When Cyberattacks Are No Longer Benign – Hackers Took Over Petrochemical Facility with an Intention to Cause Deadly Explosion
In a world where we are reading about stories of cyberattacks multiple times a day, it's become easy to lose focus on how seriously devastating they could be. While most of these attacks are launched by criminals to siphon off user data, others like WannaCry end up costing millions and even billions.
But, there is another type of cyberattack that could prove to be even deadlier.
When a petrochemical operation was breached in Saudi Arabia, attackers didn't want to steal data or shut it down. Investigators believe that the malware found in the facility was designed to damage the equipment and result in an explosion that could have destroyed the entire plant and killed everyone on site and nearby.
The only reason that prevented this explosion was an error in attackers' code.

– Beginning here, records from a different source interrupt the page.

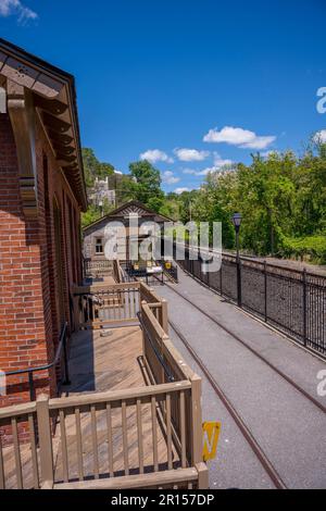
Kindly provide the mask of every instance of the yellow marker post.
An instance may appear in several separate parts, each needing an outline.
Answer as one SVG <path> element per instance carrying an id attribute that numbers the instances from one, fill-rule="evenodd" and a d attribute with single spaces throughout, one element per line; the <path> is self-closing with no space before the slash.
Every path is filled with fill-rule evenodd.
<path id="1" fill-rule="evenodd" d="M 217 444 L 221 433 L 220 422 L 204 422 L 203 432 L 203 461 L 214 460 L 217 451 Z"/>

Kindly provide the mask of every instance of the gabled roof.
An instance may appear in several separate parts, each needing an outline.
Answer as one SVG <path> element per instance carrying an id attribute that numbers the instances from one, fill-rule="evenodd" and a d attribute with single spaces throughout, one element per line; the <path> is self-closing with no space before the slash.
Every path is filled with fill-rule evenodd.
<path id="1" fill-rule="evenodd" d="M 164 223 L 164 222 L 174 222 L 174 220 L 168 219 L 162 214 L 156 213 L 155 211 L 150 210 L 147 205 L 142 204 L 138 200 L 131 200 L 130 202 L 126 202 L 125 204 L 121 205 L 111 213 L 102 216 L 101 219 L 97 220 L 92 224 L 85 227 L 83 230 L 86 233 L 87 230 L 93 229 L 93 227 L 100 225 L 101 223 L 105 224 L 112 220 L 124 220 L 129 214 L 137 213 L 139 216 L 142 217 L 153 217 L 153 221 L 156 223 Z"/>
<path id="2" fill-rule="evenodd" d="M 83 211 L 87 195 L 80 150 L 74 77 L 0 38 L 0 86 L 11 80 L 28 89 L 62 167 Z"/>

Security experts at Mandiant (of the security firm FireEye), Schneider Electric that made the Triconex industrial systems that were targeted, the National Security Agency (NSA), the Federal Bureau of Investigation (FBI), the Department of Homeland Security (DHS), and the Pentagon’s Defense Advanced Research Projects Agency are all investigating or supporting the investigation of this hack that occurred in August.
While the investigation is still going on, all of the investigators believe that the attack was intended to cause an explosion that would have killed people.
"In the last few years, explosions at petrochemical plants in China and Mexico - though not triggered by hackers - have killed several employees, injured hundreds and forced evacuations of surrounding communities," the NYT reports. "What worries investigators and intelligence analysts the most is that the attackers compromised Schneider’s Triconex controllers, which keep equipment operating safely by performing tasks like regulating voltage, pressure and temperatures."
These controllers are used around the world in about 18,000 plants, including nuclear and water treatment facilities, oil and gas refineries, and chemical plants. If compromised, an extremist group or an enemy state could use them to take control of critical switches and cause devastating explosions without leaving a trace behind.
A nation state appears to be behind these well-funded cyberattacks
The involvement of a nation state is almost certain because "there was no obvious profit motive" and that the attack itself needed significant financial resources.
"Every hacking tool had been custom built."
To make this attack work, hackers would have also required the same version of the Triconex safety system to figure out its design. According to the NYT, those components go for nearly $40,000 on eBay.
As for which nation state could be behind this attack, the obvious countries with enough resources, time and the technical expertise include Israel, China, Russia, Iran, and the United States.
Whoever launched this attack could not only replicate similar cyberattacks in other countries but may have also motivated other aggressor nations to work on a similar campaign that ends up causing major explosions and doesn't require physical presence - and that's what is now worrying the governments and cybersecurity researchers.